Я потом анализировал, почему в 90-е, когда пришли всякие флуоресцентные краски, я мог только ими рисовать. Это опять-таки связано с природным тренингом: черное небо, белый снег, все. Ничего больше нет. Это самая сильная цветовая борьба, и что хочешь с этим фактом делай. И в моем арт-цвете нет полутонов. Вся эта флуоресцентная гамма единственная могла соответствовать силе контраста черного и белого. Синюю дискотечную лампу еще врубить — и все! Ты испытываешь такой же экстаз, как от черного неба и белого снега. Сейчас я, конечно, как грамотный художник, уже насилую себя и заставляю всякие полутона лепить, потому что это более понятно зрителю.
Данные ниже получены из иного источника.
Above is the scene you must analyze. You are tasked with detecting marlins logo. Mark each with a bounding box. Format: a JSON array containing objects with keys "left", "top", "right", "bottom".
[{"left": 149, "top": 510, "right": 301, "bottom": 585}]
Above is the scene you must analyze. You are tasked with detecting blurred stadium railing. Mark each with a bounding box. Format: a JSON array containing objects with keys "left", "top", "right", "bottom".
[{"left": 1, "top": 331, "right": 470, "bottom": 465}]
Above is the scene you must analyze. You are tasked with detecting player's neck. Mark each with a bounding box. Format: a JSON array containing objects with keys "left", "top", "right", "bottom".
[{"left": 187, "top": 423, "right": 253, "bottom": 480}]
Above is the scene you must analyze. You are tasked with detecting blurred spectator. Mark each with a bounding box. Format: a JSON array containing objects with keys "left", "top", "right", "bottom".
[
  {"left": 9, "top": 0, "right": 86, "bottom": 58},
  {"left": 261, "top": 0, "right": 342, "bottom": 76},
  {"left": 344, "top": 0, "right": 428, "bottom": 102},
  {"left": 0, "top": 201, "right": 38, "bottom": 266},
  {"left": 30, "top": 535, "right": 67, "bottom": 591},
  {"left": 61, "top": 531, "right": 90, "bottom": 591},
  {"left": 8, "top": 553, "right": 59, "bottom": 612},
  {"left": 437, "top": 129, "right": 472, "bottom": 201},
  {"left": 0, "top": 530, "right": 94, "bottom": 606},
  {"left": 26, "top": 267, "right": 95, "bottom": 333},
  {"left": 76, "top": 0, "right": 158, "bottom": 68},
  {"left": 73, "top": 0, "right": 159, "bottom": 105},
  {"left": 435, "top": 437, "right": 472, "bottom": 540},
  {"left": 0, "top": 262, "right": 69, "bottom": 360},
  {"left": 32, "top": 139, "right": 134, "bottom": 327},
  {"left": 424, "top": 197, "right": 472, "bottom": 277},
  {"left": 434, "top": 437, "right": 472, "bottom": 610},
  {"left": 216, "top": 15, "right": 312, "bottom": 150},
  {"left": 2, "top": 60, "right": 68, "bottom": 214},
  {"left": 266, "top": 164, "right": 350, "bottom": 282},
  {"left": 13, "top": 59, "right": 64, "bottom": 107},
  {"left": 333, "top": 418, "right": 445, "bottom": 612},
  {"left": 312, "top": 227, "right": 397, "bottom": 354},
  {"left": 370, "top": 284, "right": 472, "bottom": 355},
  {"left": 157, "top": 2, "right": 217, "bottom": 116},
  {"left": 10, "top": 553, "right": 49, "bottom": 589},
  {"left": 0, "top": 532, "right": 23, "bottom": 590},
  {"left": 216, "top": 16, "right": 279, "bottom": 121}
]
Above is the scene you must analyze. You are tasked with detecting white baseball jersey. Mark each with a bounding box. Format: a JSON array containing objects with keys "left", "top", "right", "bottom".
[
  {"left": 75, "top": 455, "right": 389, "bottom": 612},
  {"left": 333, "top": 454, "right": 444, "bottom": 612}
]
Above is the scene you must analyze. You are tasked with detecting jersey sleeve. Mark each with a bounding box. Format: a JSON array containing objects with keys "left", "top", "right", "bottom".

Или почему я делаю этих медведей всю свою жизнь — из папье-маше в 90-х, сейчас начал делать керамических? Ведь тогда уехать с семьей из Норильска было очень дорого, а порой вообще невозможно. Нас оставляли в детском саду. И когда мне было лет пять, нашу маленькую группу оставшихся отвезли в профилакторий «Валек» между Норильском и Талнахом. И нам показали животных. Ну, оленей я знал уже… Мне показали медведя белого. Это было страшно! Маленькая клетка и крупный медведь или медведица… Эта мохнатая гора белая — ну, он, конечно, не белый был, такой серого цвета, но все равно, это было чудо — чудо для меня. Такое животное прямо рядом! Вот это на всю жизнь. Глаза эти…
 
А еще я вспомнил, какая там система всяких детских кафе была! «Чунга-Чанга» с таким дизайном 60-х годов — вы на платформе круг­лой вращаетесь, а вокруг бамбук висит, и вы в домиках вокруг столика сидите. «От 2 до 5» кафе. Туда вообще по талонам можно было только попасть! Я за свою жизнь там был только один или два раза! Какая-то молочная диета — ой, это была мечта каждого ребенка в Норильске туда попасть.
 
И вот, с другой стороны, все это выглядит трагедией: люди — Крайний Север — лагеря — поселенцы — высланные, но для меня — какая это трагедия? Вообще счастье одно было!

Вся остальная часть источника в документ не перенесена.